Institutional Protection Services (IPS), an international shareholder class actions specialist, has expanded its reach in the region with the appointment of an Australian representative and the completion of its first roadshow.
Caroline Goodman, London-based IPS founder and managing director, spent last week in Sydney and Melbourne speaking to super funds and fund manager clients and prospective clients with her recently appointed representative, Patrick Liddy of MSI Group.
Liddy has long campaigned for super funds, in particular, to use such class action firms as another way to reduce leakages in funds, thereby improving returns, with no extra risk. MSI Group advises on tax efficiency, cash and foreign exchange management as well as platform implementation. Liddy intends to take the services, including marketing IPS’s offering, to New Zealand as well, he said last week. IPS already has some large client funds in NZ. Worldwide the firm looks after about US$3 trillion.
“With that amount they have to be pretty industrial strength.” Liddy said. “After reviewing the majority of class action offerings in the market, the things I liked about IPS were their ability to work their client claims hard and their collective attitude that ensures the best result for the fund.”
Goodman, who has a background in the securities industry, started her firm in 2004. Senior staff have either legal, technology or securities backgrounds. She said that, back in 2004, they recognised that there was a class action “industry”, mainly in the US, and this was changing in several ways. IPS started off helping European institutional investors recoup money in the US from class actions. It now pursues, monitors and administers class actions in the 20 jurisdictions, including Australia, which have a legal system that recognises such actions.
There are between 300 and 400 shareholder class actions around the world each year, 200-300 of which will be in the US and 70-80 in jurisdictions outside the US, such as the UK, Canada and Australia.
Australia’s National Australia Bank inadvertently changed the landscape in 2010 when an individual tried to bring a class action against it in the US, known as the “Morrison Case”. The court ruled, in an important precedent, that only securities transactions which take place in the US could be heard in US courts. Other transactions had to be heard elsewhere. What this did was greatly accelerate the internationalisation of the class action industry.
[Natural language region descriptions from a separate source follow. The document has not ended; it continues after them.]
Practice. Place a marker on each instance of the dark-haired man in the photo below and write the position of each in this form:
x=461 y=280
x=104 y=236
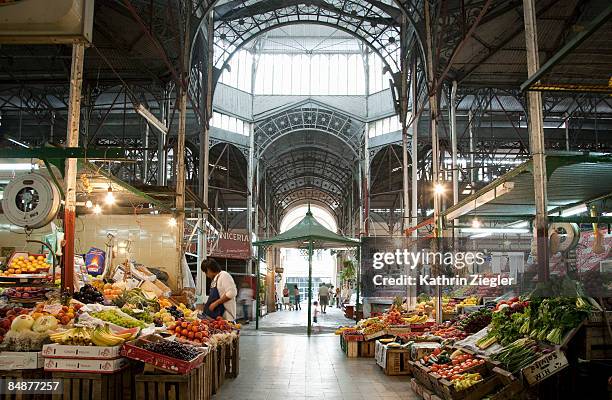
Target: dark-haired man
x=222 y=297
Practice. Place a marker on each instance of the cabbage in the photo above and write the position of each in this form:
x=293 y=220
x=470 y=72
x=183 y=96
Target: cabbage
x=22 y=323
x=45 y=323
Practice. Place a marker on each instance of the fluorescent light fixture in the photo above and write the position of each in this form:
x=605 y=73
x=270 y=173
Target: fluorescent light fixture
x=17 y=142
x=484 y=198
x=518 y=224
x=151 y=119
x=221 y=167
x=480 y=235
x=18 y=167
x=579 y=209
x=495 y=230
x=110 y=197
x=438 y=188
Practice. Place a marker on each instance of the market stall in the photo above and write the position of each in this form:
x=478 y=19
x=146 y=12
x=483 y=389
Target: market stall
x=113 y=327
x=309 y=235
x=510 y=349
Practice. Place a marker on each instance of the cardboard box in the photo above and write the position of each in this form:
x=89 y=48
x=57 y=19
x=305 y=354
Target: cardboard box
x=12 y=360
x=78 y=365
x=420 y=350
x=81 y=352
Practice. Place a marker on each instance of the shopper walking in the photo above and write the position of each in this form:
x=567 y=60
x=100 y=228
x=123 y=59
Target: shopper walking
x=222 y=297
x=315 y=318
x=323 y=297
x=245 y=297
x=296 y=294
x=286 y=302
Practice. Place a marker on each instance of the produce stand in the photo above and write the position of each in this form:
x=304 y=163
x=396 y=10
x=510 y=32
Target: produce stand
x=393 y=360
x=503 y=351
x=79 y=385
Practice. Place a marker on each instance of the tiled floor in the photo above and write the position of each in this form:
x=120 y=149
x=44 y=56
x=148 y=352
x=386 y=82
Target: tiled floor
x=296 y=322
x=290 y=367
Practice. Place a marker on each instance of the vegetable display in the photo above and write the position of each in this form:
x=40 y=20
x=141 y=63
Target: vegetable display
x=476 y=321
x=518 y=354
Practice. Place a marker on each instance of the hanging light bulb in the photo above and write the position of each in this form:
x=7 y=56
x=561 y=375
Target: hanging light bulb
x=110 y=197
x=439 y=189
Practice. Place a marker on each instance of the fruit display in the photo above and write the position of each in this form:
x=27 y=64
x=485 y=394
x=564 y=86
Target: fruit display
x=464 y=381
x=194 y=331
x=458 y=365
x=23 y=294
x=136 y=298
x=416 y=319
x=472 y=323
x=119 y=319
x=518 y=354
x=450 y=332
x=86 y=336
x=111 y=291
x=163 y=317
x=468 y=302
x=172 y=348
x=24 y=264
x=88 y=295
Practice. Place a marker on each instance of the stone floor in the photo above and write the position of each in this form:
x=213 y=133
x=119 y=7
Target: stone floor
x=290 y=367
x=296 y=322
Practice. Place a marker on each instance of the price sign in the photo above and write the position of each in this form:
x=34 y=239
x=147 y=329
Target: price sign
x=544 y=367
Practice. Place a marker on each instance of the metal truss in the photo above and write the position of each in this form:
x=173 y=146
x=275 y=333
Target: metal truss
x=375 y=23
x=309 y=116
x=325 y=174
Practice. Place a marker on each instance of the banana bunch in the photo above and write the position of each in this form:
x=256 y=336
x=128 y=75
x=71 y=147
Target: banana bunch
x=416 y=319
x=82 y=336
x=78 y=336
x=103 y=336
x=466 y=380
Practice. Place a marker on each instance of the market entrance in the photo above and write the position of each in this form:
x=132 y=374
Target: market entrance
x=306 y=237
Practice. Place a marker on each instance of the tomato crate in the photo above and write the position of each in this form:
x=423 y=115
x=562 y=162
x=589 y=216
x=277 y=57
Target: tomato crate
x=18 y=375
x=134 y=351
x=446 y=389
x=421 y=374
x=512 y=388
x=194 y=385
x=81 y=385
x=232 y=358
x=397 y=362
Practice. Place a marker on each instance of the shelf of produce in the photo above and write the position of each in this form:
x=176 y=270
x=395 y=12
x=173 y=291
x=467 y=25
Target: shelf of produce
x=194 y=385
x=163 y=362
x=232 y=358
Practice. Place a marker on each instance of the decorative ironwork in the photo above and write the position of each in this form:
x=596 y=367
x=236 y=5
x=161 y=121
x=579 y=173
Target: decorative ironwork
x=377 y=24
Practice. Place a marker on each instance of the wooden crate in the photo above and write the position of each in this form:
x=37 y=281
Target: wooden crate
x=597 y=342
x=116 y=386
x=232 y=358
x=366 y=349
x=475 y=392
x=397 y=362
x=218 y=367
x=24 y=374
x=195 y=385
x=420 y=373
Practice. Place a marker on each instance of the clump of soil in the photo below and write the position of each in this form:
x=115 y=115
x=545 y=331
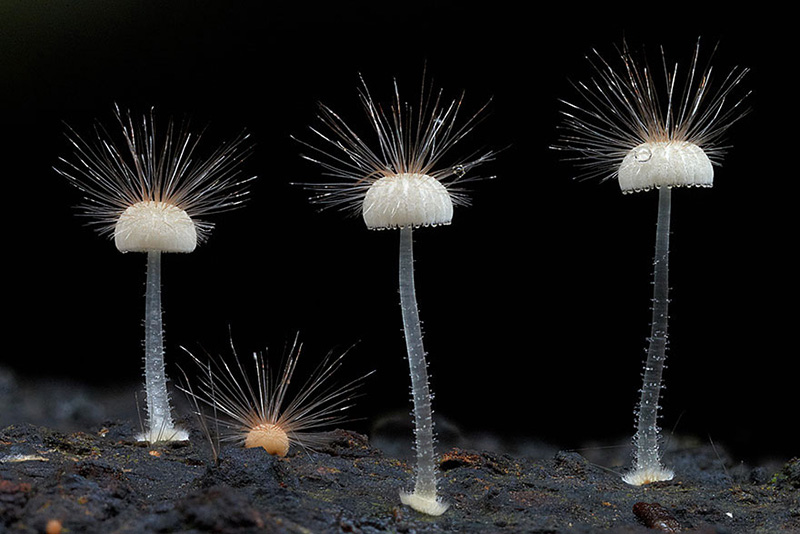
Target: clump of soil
x=104 y=481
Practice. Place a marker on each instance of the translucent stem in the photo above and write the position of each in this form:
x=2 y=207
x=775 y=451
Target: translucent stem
x=647 y=457
x=425 y=484
x=159 y=419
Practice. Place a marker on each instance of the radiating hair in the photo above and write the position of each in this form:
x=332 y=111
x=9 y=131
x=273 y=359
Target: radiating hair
x=143 y=164
x=409 y=141
x=628 y=104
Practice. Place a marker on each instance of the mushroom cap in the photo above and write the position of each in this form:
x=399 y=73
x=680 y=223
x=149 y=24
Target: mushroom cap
x=407 y=199
x=669 y=163
x=155 y=226
x=270 y=436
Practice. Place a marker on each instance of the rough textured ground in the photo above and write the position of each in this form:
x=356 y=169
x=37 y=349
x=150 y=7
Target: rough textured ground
x=101 y=480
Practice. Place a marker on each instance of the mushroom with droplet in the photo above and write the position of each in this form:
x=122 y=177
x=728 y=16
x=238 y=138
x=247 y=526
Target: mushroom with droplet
x=651 y=136
x=403 y=185
x=149 y=191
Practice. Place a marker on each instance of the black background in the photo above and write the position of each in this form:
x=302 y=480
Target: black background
x=535 y=301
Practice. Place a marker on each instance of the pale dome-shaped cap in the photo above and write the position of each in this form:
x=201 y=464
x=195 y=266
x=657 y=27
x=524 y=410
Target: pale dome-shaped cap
x=155 y=226
x=669 y=163
x=407 y=199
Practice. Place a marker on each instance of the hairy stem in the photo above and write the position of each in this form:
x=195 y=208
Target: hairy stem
x=159 y=419
x=647 y=454
x=425 y=484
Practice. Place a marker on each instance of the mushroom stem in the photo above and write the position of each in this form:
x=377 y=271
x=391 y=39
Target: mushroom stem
x=647 y=457
x=425 y=483
x=159 y=420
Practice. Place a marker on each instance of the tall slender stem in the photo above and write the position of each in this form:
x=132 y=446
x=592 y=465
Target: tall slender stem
x=425 y=484
x=159 y=419
x=647 y=454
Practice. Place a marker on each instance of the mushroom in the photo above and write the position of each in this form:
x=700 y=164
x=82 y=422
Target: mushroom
x=148 y=193
x=256 y=408
x=650 y=136
x=403 y=185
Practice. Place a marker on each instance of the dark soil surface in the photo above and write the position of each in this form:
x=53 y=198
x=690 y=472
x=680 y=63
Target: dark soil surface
x=101 y=480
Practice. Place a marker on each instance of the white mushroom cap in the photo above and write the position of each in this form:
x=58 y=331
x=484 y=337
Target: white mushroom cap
x=669 y=163
x=407 y=199
x=155 y=226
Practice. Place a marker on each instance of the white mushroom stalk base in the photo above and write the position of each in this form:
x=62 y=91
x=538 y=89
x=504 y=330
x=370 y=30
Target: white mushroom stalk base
x=424 y=498
x=647 y=466
x=159 y=425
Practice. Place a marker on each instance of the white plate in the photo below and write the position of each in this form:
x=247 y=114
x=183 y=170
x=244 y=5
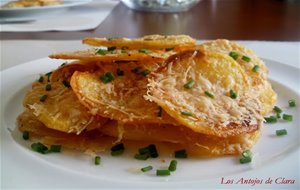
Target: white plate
x=32 y=13
x=56 y=170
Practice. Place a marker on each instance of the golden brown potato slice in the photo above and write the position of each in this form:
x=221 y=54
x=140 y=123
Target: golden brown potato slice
x=116 y=55
x=116 y=91
x=58 y=108
x=194 y=88
x=196 y=143
x=247 y=60
x=86 y=141
x=152 y=42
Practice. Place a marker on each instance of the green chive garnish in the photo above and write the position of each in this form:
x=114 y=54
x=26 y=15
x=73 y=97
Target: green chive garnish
x=287 y=117
x=25 y=135
x=101 y=52
x=173 y=165
x=255 y=68
x=209 y=94
x=163 y=172
x=43 y=98
x=41 y=79
x=107 y=77
x=189 y=84
x=39 y=147
x=246 y=157
x=281 y=132
x=97 y=160
x=233 y=94
x=234 y=55
x=146 y=169
x=277 y=109
x=185 y=113
x=120 y=72
x=66 y=83
x=117 y=149
x=292 y=103
x=141 y=156
x=144 y=50
x=169 y=49
x=55 y=148
x=245 y=58
x=112 y=48
x=181 y=153
x=48 y=87
x=271 y=119
x=159 y=113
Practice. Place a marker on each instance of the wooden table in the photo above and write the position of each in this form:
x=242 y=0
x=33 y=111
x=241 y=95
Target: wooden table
x=277 y=20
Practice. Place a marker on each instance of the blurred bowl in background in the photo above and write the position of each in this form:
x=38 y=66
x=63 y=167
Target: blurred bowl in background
x=160 y=5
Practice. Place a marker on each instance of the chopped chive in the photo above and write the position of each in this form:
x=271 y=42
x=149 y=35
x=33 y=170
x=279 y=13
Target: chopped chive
x=189 y=84
x=169 y=49
x=66 y=83
x=49 y=75
x=97 y=160
x=181 y=153
x=145 y=50
x=39 y=147
x=146 y=72
x=48 y=87
x=246 y=157
x=287 y=117
x=107 y=77
x=185 y=113
x=141 y=156
x=112 y=48
x=124 y=51
x=234 y=55
x=159 y=113
x=163 y=172
x=278 y=115
x=111 y=38
x=120 y=72
x=292 y=103
x=41 y=79
x=117 y=149
x=146 y=169
x=233 y=94
x=271 y=119
x=255 y=69
x=281 y=132
x=209 y=94
x=245 y=58
x=25 y=135
x=277 y=109
x=55 y=148
x=43 y=98
x=101 y=52
x=244 y=160
x=173 y=165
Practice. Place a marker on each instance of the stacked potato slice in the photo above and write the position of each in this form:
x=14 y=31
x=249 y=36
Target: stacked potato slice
x=157 y=89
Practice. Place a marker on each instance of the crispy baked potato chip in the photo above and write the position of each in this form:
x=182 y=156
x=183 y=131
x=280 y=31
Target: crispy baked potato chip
x=158 y=42
x=87 y=140
x=117 y=55
x=196 y=143
x=247 y=60
x=59 y=109
x=194 y=88
x=120 y=98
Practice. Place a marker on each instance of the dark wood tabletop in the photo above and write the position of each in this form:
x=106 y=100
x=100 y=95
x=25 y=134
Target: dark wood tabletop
x=276 y=20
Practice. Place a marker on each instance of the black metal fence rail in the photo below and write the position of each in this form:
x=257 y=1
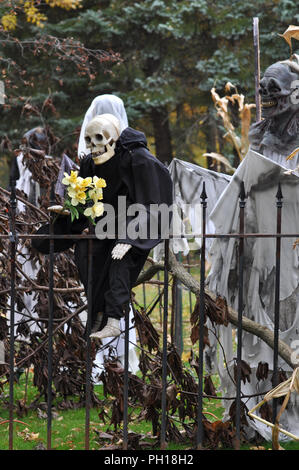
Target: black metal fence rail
x=241 y=236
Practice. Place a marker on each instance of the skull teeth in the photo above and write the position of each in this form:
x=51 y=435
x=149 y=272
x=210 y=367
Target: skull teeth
x=268 y=104
x=97 y=154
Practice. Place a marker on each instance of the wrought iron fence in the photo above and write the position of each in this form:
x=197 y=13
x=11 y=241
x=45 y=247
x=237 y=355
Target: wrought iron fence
x=14 y=237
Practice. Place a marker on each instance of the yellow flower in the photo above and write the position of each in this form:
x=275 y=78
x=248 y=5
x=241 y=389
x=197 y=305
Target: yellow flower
x=99 y=182
x=77 y=196
x=95 y=211
x=70 y=179
x=9 y=22
x=96 y=194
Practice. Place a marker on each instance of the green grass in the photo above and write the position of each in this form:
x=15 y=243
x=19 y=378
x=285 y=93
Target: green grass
x=68 y=426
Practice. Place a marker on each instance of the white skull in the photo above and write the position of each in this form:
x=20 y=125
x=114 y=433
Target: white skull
x=101 y=134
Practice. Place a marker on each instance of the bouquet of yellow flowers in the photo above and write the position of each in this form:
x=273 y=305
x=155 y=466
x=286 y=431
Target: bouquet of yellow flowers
x=86 y=192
The US has an “opt-out” model, whereby all eligible shareholders are assumed to be involved and therefore beneficiaries of a class action unless they decide not to. In most other jurisdictions, including Australia, shareholders have to opt-in to the action. This means that, in the US, lawyers and litigation funders tend to be more aggressive.
IPS says one of the ways it sets itself apart from other class action specialists is through its advanced technology. It has developed what it believes is the most efficient system of identifying, tracking and then administrating class actions around the world. This includes making sure that shareholders receive the money that the courts order them to receive, which is apparently not always the case. At any one time there will be around 1,500 ‘live’ shareholder actions on its radar and this number is increasing as more jurisdictions come online and more legal participants enter the market.
IPS clients can choose between paying a fixed fee or retainer-based payment for the services or pay on a proportion of whatever winnings come back to shareholders. “No matter what, the clients always have a positive outcome – more money coming back and their legal responsibilities covered,” Goodman said.
As previously reported, another UK-based class action administrator, Goal Group, set up in Australia last year, opening an office in Melbourne.
Liddy said he believed that most big super funds in Australia would have signed up to a class action service by the end of this year. “It’s part of their fiduciary duty to maximise returns in all ways,” he said. “And this is the easiest and cheapest way to do it. The class actions will happen anyway. Funds just need to make sure they get their fair share. It’s a free kick.”